One of the blessed consequences of living in bumbling, rural Missouri was that we were forced to bond with the few cousins we had near, friendships enforced by virtue of geographical proximity. I remember the mass of cousins as a gangly conglomeration of wild and awkward, moody and amusing.
And we all eventually shifted, and moved, and changed, and scattered, as growing children are prone to do, until most owned proper houses and children and debts and worries of their own. Time became a wobbly gamble, and so now we see each other rarely, and briefly, and at odd intervals.
But not this Saturday.
This Saturday, we decided. We decided we would force a collision of four and a half splintering families, all under the guise of yoga. We would bend and fold our bodies to Marissa’s instructions, breathing like the ocean. We would eat deliciously scalding Navajo Tacos, created with all the brilliance of Piper. Richard, Jon, and Jeff would converge to plot out new games. We would talk of Julie’s discovery of her ferocious feelings in respect to her three girls and feminism.

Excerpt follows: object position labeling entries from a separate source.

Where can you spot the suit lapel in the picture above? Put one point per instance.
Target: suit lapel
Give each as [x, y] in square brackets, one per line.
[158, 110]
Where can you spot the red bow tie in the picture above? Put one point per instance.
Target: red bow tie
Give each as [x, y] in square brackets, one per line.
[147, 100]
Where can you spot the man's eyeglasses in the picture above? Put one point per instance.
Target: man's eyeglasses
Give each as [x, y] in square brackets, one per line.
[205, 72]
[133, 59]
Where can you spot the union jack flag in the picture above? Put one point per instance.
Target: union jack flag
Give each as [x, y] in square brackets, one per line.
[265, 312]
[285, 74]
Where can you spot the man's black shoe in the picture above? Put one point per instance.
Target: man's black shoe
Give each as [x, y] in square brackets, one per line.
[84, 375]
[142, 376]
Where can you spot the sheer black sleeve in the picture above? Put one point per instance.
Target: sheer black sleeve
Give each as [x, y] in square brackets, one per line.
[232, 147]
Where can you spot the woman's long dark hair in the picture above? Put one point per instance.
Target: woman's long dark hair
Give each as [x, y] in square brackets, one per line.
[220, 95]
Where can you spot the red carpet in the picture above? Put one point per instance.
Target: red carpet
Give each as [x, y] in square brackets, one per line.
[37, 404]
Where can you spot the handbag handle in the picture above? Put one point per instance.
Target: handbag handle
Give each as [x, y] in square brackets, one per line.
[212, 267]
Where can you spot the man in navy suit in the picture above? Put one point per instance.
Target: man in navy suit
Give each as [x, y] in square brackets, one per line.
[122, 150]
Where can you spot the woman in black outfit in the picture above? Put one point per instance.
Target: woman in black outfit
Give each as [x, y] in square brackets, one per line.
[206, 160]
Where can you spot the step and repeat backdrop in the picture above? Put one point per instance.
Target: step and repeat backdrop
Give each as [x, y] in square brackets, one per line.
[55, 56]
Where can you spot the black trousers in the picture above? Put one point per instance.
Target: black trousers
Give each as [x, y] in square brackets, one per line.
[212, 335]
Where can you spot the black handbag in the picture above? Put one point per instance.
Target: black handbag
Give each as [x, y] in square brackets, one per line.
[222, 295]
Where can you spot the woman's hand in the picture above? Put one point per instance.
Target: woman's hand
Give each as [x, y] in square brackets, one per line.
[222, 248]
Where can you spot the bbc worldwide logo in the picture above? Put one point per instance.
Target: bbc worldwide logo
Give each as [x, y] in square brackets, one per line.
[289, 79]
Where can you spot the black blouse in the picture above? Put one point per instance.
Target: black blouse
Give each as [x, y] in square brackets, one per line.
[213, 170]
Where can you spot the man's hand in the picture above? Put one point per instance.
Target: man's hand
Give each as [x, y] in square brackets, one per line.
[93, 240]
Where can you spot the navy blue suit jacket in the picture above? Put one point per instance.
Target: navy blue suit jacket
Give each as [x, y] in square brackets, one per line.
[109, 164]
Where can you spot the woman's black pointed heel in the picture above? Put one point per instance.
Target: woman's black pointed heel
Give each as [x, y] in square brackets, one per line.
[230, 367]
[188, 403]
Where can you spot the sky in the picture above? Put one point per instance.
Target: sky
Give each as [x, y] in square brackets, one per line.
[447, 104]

We decided that, for a handful of hours on a rainy afternoon, we would figure out all the ways we fit now, and how mostly we don’t, except on these colliding days. We would relish, for a day, how flexible family is, how durable. (Literally and metaphorically. Yoga is hard.)
And when most left, dividing into themselves and returning to their own lives, I would languish in the chaos of my eldest brother’s home. I would dance with small children to horrible music, and eat heady, decadent ribs, and absorb all of the affection I could, storing it away for when I, too, would have to return to my own reality.
Which is finals. My reality is finals. Help. I’m procrastinating.